Extra BT or ET operations are not unknown, we need to be able to at least not crash when that happens. I don't think its unreasonable to produce the wrong output in those cases though, the PDF interpreter does flag the problem up and emit a warning after all.

There's no realistic way for the PDF interpreter to clean up group push and pops if there's a problem with BT/ET matching. It might be possible to address files like this one where there are the correct number of matching pairs, but we've seen files where they *don't* balance. We can't afford to have a seg fault if the number of BT and ET operators don't match, so either we need to fix this at the C level so we don't seg fault, or we can't do a push/pop round the text group.
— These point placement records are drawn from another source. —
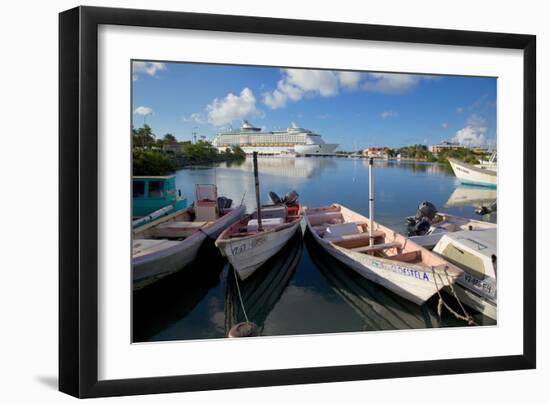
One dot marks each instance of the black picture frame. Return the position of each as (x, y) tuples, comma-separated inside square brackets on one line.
[(78, 203)]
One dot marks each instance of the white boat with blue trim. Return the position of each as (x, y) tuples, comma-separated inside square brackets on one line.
[(481, 174)]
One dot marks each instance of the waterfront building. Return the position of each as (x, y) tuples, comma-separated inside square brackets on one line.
[(438, 148), (377, 152)]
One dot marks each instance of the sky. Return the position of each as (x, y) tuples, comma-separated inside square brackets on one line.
[(354, 109)]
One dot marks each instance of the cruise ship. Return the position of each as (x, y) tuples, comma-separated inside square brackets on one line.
[(293, 141)]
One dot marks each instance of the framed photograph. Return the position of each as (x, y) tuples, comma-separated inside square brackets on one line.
[(251, 201)]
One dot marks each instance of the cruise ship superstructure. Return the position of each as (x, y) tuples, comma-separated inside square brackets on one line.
[(294, 140)]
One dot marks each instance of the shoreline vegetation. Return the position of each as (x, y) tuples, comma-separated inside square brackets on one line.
[(420, 152), (163, 156)]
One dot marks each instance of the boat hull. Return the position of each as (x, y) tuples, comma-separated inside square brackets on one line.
[(413, 282), (249, 253), (149, 268), (468, 174), (408, 281)]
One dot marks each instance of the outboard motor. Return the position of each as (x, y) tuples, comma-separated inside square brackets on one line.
[(420, 223), (426, 209), (275, 198), (291, 197), (487, 209), (224, 203)]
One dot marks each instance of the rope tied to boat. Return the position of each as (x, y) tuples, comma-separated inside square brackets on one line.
[(240, 296), (442, 303)]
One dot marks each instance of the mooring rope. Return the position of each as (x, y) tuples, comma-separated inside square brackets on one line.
[(442, 303), (239, 293)]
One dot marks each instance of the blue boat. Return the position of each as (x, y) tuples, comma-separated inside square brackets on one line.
[(155, 196)]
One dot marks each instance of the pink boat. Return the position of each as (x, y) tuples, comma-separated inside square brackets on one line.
[(381, 255)]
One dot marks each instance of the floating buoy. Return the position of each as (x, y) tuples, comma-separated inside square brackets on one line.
[(245, 329)]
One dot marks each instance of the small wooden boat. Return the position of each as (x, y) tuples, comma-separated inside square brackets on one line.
[(444, 223), (476, 175), (172, 299), (378, 307), (475, 252), (153, 197), (247, 248), (168, 244), (261, 291), (379, 253)]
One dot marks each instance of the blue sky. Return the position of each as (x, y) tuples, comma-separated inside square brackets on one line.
[(354, 109)]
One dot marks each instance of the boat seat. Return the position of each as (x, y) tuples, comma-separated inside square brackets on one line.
[(378, 247), (177, 229), (411, 256), (328, 218), (342, 229), (147, 246), (359, 236)]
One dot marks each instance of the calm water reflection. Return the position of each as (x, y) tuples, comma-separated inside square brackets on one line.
[(301, 290)]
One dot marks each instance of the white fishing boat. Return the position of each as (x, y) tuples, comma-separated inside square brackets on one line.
[(168, 244), (476, 175), (247, 245), (260, 235), (444, 223), (475, 253), (379, 253)]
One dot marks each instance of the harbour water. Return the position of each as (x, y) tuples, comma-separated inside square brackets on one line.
[(302, 290)]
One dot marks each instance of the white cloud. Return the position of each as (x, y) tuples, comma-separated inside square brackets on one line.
[(391, 83), (474, 134), (194, 117), (297, 83), (349, 79), (149, 68), (388, 114), (226, 110), (141, 110)]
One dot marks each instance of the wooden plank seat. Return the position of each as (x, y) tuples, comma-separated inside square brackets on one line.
[(328, 217), (378, 247), (355, 240), (147, 246), (411, 256), (359, 236), (177, 229)]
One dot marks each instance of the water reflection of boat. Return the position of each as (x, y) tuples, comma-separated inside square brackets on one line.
[(172, 299), (379, 308), (471, 196), (261, 291)]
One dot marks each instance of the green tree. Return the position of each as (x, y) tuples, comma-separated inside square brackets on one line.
[(143, 137), (152, 162)]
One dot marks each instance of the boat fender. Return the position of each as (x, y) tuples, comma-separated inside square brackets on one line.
[(291, 197), (245, 329), (275, 198)]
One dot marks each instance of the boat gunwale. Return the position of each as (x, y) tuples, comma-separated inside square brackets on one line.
[(439, 269), (198, 236), (224, 239)]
If text knockout were available as part of the graphics state, would it be possible for the compositor to pay attention to that, rather than pushing/popping another pair of groups ? These cause significant inefficiencies in the pdfwrite output and I'd like to try and avoid them where possible, quite apart from the problem of seg faults.
Comment 15 Michael Vrhel 2017-01-24 16:59:40 UTC
I looked into handling this outside of the interpreter and it is problematic.  The contents of the simple file look like this

BT
/GS0 gs
/C2_0 1 Tf
10 0 0 10 72 588 Tm
<00030003000300030003000300030003000300030003000300030003000300030003000300030003000300030003005600520003005A0048004C00570048005500030045004C005600030048004C0051000300530044004400550003003D0048004C004F004800510003>Tj
0.8 g
/C2_1 1 Tf
300 0 0 300 100 390 Tm
<0009>Tj
ET

If I try to handle the push of the knockout group via the pdf14 begin text (and the release operation from the text code for the pop)  I get the two different text sections (the Tm) as different begin texts.  The group needs to encompass from BT to ET.  This is what Acrobat is also doing.   If you look at AR output preview, it shows a knockout group where the text is drawn even though there is not one in the source content.   So, I will go back to using Ken's fix via the interpreter and make sure the transparency code is robust enough to catch the cases were we have mismatches of BT/ET.